A desordem é a negação de determinada ordem ou, para usar um termo em voga na academia, é a desconstrução da ordem. O obstinado empenho dos monopólios de comunicação em fazer a todo custo e por todos os meios a defesa da ordem vigente expressa bem a medida de seu compromisso inarredável com ela.

Qual é a ordem?

Numa sociedade de classes antagônicas, é o caráter de classe do Estado que expressa a ordem vigente, isto é, a dominação de determinada ou determinadas classes.

Especificamente, em se tratando de Brasil, o Estado burguês-latifundiário serviçal do imperialismo é que encarna a ordem, a velha ordem reacionária que aí está. Esse Estado, como guardião e mantenedor desta velha ordem, tem no aparato policial-militar a instituição que mais concentra sua essência genocida e nas demais o arcabouço político/jurídico/administrativo que dá legalidade e justificativa da exploração e opressão da grande maioria da população por um punhado de parasitas, os proprietários dos meios de produção e burocratas a seu serviço.

Ordem vigente de espoliação das terras dos povos indígenas, dos camponeses pobres e dos pequenos e médios proprietários; a superexploração do proletariado e do saqueio e vilipêndio da nação pelo imperialismo, principalmente ianque.

Quando as massas se levantam e tomam as ruas das cidades e por todo o país, transformando em labaredas o seu ódio reprimido, os defensores dessa caduca ordem, tendo à cabeça a Rede Globo e demais facções do monopólio de imprensa, lançam mão de seu arsenal de impropérios para condenar o comportamento dos que não aceitam mais viver submetidos por ela.

Como sempre, os monopólios de comunicação vociferam a mais abominável condenação do povo insurreto, portanto, em nome de banqueiros, empreiteiros, agentes de transnacionais, latifundiários, políticos corruptos, burocratas, aristocratas do sindicalismo e toda uma corte de puxa-sacos que parasitam o "movimento social" cooptado.

A desordem na história

A história da luta de classes é a história da luta dos que querem manter a ordem contra os que querem subverter a ordem.
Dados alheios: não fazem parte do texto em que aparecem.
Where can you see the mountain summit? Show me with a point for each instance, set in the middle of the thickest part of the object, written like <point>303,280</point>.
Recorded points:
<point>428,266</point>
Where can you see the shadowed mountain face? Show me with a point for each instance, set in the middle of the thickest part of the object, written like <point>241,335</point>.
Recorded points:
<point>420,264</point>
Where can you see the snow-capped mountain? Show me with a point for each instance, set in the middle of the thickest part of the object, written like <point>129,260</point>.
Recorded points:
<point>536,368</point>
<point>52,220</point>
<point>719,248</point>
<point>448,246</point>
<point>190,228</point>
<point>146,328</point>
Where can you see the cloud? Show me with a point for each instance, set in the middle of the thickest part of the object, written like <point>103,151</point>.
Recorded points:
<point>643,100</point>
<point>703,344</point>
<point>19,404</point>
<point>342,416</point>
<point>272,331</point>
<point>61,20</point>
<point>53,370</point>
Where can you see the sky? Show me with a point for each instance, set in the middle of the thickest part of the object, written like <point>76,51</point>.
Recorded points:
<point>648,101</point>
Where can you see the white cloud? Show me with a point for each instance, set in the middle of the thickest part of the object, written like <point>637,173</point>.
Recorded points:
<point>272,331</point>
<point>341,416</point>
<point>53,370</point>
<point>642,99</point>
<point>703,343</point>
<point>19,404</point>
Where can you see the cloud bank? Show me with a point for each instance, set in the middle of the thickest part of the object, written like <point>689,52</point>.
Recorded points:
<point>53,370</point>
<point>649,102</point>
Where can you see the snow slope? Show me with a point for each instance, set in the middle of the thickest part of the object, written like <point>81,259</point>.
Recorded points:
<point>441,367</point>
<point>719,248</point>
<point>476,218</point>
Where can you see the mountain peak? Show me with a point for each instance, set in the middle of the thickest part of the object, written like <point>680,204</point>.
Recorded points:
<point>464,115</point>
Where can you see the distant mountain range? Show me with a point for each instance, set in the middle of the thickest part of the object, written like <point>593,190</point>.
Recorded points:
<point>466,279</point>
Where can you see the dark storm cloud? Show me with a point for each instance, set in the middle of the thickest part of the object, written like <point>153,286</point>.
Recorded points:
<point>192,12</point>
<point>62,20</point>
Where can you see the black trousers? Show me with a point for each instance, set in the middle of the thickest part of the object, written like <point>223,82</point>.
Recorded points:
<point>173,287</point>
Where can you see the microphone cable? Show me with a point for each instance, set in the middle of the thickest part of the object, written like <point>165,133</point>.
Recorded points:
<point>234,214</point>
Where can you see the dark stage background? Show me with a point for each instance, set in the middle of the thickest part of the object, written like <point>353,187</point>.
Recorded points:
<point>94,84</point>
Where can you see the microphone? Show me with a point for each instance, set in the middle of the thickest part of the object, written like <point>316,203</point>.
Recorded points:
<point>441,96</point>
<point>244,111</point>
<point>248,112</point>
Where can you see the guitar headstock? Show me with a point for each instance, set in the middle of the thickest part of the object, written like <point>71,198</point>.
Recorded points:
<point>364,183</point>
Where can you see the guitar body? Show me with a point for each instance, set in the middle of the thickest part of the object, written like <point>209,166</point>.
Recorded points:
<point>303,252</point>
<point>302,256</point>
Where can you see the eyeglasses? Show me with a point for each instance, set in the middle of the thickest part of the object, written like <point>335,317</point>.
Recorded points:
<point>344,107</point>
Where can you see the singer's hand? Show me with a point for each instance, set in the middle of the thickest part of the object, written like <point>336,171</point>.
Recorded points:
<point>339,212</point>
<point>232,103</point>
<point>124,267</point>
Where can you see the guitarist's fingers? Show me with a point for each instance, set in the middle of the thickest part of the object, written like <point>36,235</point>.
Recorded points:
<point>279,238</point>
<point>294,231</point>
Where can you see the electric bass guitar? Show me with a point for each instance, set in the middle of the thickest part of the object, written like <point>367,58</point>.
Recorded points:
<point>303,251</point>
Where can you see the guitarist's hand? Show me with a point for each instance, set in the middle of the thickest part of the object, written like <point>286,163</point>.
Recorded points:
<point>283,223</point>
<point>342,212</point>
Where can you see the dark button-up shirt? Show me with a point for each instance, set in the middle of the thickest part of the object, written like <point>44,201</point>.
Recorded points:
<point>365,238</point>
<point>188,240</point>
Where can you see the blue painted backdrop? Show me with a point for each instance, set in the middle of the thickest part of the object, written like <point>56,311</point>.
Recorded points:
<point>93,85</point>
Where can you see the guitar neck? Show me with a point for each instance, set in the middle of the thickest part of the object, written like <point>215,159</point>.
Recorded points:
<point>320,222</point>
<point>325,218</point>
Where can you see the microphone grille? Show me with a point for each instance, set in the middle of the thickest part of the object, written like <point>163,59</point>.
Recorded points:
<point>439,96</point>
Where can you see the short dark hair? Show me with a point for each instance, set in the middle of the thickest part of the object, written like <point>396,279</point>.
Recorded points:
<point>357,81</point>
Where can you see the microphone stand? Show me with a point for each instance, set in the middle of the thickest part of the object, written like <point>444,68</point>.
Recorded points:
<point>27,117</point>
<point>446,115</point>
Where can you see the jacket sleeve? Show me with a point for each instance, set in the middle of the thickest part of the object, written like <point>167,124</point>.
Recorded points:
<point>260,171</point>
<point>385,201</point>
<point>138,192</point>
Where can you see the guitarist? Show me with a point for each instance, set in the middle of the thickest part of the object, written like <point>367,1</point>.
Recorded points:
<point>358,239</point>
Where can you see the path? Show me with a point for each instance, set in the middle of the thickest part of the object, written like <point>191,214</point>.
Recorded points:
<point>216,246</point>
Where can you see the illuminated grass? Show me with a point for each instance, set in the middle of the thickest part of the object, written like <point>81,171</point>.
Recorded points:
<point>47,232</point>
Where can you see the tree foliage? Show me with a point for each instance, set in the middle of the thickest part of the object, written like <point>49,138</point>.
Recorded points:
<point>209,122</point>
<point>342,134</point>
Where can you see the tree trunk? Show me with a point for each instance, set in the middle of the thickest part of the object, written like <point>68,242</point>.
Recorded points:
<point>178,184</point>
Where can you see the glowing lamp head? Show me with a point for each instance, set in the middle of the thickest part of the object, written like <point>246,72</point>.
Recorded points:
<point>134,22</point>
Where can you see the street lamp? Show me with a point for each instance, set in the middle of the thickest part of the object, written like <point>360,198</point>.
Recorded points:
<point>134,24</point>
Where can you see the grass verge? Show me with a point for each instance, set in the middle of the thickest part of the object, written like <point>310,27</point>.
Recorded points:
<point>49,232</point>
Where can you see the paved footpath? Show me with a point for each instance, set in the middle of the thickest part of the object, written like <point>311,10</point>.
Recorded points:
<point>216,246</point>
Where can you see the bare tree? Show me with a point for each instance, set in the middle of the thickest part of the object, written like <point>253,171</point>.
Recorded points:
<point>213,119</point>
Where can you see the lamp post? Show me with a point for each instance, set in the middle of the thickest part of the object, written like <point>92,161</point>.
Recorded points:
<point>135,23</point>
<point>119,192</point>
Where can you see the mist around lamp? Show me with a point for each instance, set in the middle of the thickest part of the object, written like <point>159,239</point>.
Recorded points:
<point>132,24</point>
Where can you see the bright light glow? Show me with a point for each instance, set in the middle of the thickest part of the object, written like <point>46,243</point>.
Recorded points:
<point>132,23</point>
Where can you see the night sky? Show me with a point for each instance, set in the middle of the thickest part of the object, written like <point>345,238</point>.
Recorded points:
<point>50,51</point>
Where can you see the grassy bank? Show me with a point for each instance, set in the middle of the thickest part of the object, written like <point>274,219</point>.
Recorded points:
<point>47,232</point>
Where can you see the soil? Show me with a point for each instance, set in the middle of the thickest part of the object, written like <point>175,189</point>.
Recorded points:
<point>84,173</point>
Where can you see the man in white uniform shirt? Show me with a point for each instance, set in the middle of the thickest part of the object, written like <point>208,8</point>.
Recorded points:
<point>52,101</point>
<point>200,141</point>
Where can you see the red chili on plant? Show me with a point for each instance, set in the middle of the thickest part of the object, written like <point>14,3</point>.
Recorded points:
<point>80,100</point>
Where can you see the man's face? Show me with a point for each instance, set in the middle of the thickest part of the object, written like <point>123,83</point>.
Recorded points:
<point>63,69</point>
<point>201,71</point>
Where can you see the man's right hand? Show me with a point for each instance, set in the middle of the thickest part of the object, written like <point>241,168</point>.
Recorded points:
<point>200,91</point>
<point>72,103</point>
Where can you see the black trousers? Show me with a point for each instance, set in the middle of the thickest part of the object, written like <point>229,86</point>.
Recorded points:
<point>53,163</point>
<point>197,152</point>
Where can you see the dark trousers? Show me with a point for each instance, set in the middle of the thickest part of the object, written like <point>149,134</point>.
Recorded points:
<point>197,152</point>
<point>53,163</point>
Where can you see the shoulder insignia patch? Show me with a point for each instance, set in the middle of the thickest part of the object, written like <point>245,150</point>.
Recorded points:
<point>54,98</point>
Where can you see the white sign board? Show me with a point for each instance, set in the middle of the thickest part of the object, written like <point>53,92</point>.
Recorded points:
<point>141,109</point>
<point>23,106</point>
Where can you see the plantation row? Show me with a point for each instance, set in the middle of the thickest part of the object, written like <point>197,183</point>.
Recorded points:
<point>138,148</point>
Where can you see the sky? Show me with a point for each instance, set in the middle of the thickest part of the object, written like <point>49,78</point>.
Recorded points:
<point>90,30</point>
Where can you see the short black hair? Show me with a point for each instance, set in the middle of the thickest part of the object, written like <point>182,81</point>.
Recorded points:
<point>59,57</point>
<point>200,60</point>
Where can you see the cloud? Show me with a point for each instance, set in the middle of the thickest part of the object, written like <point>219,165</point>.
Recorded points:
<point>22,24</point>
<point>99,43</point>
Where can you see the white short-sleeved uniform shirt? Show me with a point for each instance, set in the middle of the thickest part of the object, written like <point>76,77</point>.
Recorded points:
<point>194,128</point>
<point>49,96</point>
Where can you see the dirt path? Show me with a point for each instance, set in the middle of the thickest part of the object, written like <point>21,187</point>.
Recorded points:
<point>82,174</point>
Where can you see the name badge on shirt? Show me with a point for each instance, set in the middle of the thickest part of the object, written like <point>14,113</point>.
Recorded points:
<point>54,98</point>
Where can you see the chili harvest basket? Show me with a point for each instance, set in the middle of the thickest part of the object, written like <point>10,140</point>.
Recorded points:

Foi assim que Spartacus, liderando a invasão das latifúndias e libertando os escravos, formou o grande exército que, mesmo sendo derrotado, estremeceu as bases da ordem escravista romana do "inabalável" império, rasgando o caminho para o surgimento de uma nova ordem, a ordem feudal. Esta por sua vez, sustentada no poder da igreja católica e dos senhores de terra, foi abalada pelas desordens provocadas pelas guerras camponesas e pelas reformas protestantes até a sua liquidação violenta pelas revoluções burguesas, cujo ápice foi a Revolução Francesa que decapitou monarcas, cardeais e senhores feudais, impondo a república democrática sob a consigna de liberdade, igualdade e fraternidade.

A ordem burguesa, após cumprir um papel progressista com a liquidação dos regimes feudais e grande salto da ciência e da técnica, consolidou o regime burguês da escravidão assalariada, fazendo surgir e agudizar a contradição com o proletariado industrial por ele explorado. Esta contradição entre burguesia e proletariado modernos, cujo caráter antagônico expressava a luta entre os defensores da manutenção da ordem burguesa e os defensores de sua derrubada.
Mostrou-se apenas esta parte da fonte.